The financial report of listed commercial banks revealed an increase in loan loss provisioning by 58 per cent compared to the same period last year. The increasing amount of provisioning has pulled the banks’ profits down. The net profit in the last six months has decreased by 18 per cent over the same period last year. The figures revealed that the share investors would not enjoy dividends for another couple of years, which might discourage them from investing in the share market. Out of the twenty-five listed commercial banks (including Sanima Bank), 20 banks paid dividend in cash and stock form from last year’s profit. The average percentage of dividend paid by the commercial banks for the fiscal year 2067-68 has declined to 31.96 per cent from 38.93 per cent a fiscal year ago.
The financial sector is not only the dominant sector in the share market in terms of number of shares, but also considered as a high dividend payer. The declining dividend percentage of the banks is also reflected in the banking index pulling the Nepse down. The banking index fell by 28.06 per cent and pulled the Nepse index by 24.05 per cent during the same period. Commercial banks are the major movers and shakers of the share market. Therefore, improvement in the financial strength of the banking sector is necessary to improve the stock market from the current level.
The average percentage of non performing assets (NPA) of the listed banks increased from 2.74 per cent last year to 3.24 per cent in the current fiscal year.
This indicates that the risk in the banking sector has increased in the current year compared to the last fiscal year. The amount provisioned in the loan loss may not be cleaned up soon to increase profit, and the situation can not be expected to improve in the current fiscal year.
The main reason behind this is the current strategy followed by the real estate investors. They are adopting — buy, hold and pray for the price rise strategy - which is not profitable for the banks and investors themselves. They should change their strategies and start cutting the piling losses. The increasing due interest and decreasing value of land will flush them out, if they do not change their strategy.
Due to increasing risk in the banking sector, investors need to shift their portfolio to other growing sectors. The possible sector to shift their portfolio could be hydro-power.
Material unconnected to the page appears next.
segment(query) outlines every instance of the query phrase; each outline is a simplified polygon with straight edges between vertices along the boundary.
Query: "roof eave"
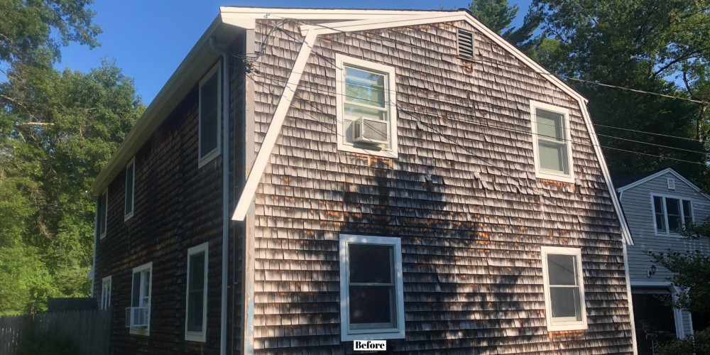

The manufacturing industry dominated the share market initially, when the Nepse started its transaction formally in 2050 BS. The manufacturing industry domination continued till 2057 BS. There was a huge attraction of investors towards the banking shares from 2060 BS to 2065 BS. Now, the current trend shows that the next mover and shaker of the share market is going to be the hydro-power sector that is also expected to dominate the share market longer than other sectors like manufacturing, and in the current situation banks and financial institutions sector.
The increased risk in the banking sector is also due to the use of over-leverage by the real estate investors without regular cash flow. Investors, in any sector, should know the risk of debt (leverage) in financing. The use of high amount of debt will be better only at a time when the situation remains favourable. Therefore, it is said that using high leverage is “good time better, bad time worse”. Currently, it is a bad time for the borrowers for two reasons. The first one is that the bank and financial institutions are not ready to lower the lending rate because the cash crunch in the real estate sector has increased the credit risk of the banks; and secondly, the banks are not expected to finance the inflated value of real estate even if the central bank further relaxes the lending policy.
Furthermore, the banks are not expected to provide privilege to the borrowers by cutting the lending rate immediately, and even the liquidity situation has been comfortable compared to the previous year’s level by 17 per cent in the first six months. They are trying to compensate the cost of over-liquidity from the high interest rate lending in the past. The report shows that most of the banks do not have adequate space for additional lending due to their tied capital adequacy ratio (CAR). Six banks, out of 25 listed, have their CAR almost equal to 10 per cent - a minimum ratio to be maintained by the banks — 7 have in between 11 to 13 per cent and the rest have above 13 per cent. To increase lending without pushing CAR below 10, the banks must increase their capital base first.
The borrower must also be aware that ‘banks lend an umbrella when the weather is fine, and ask for the umbrella back when it starts raining’.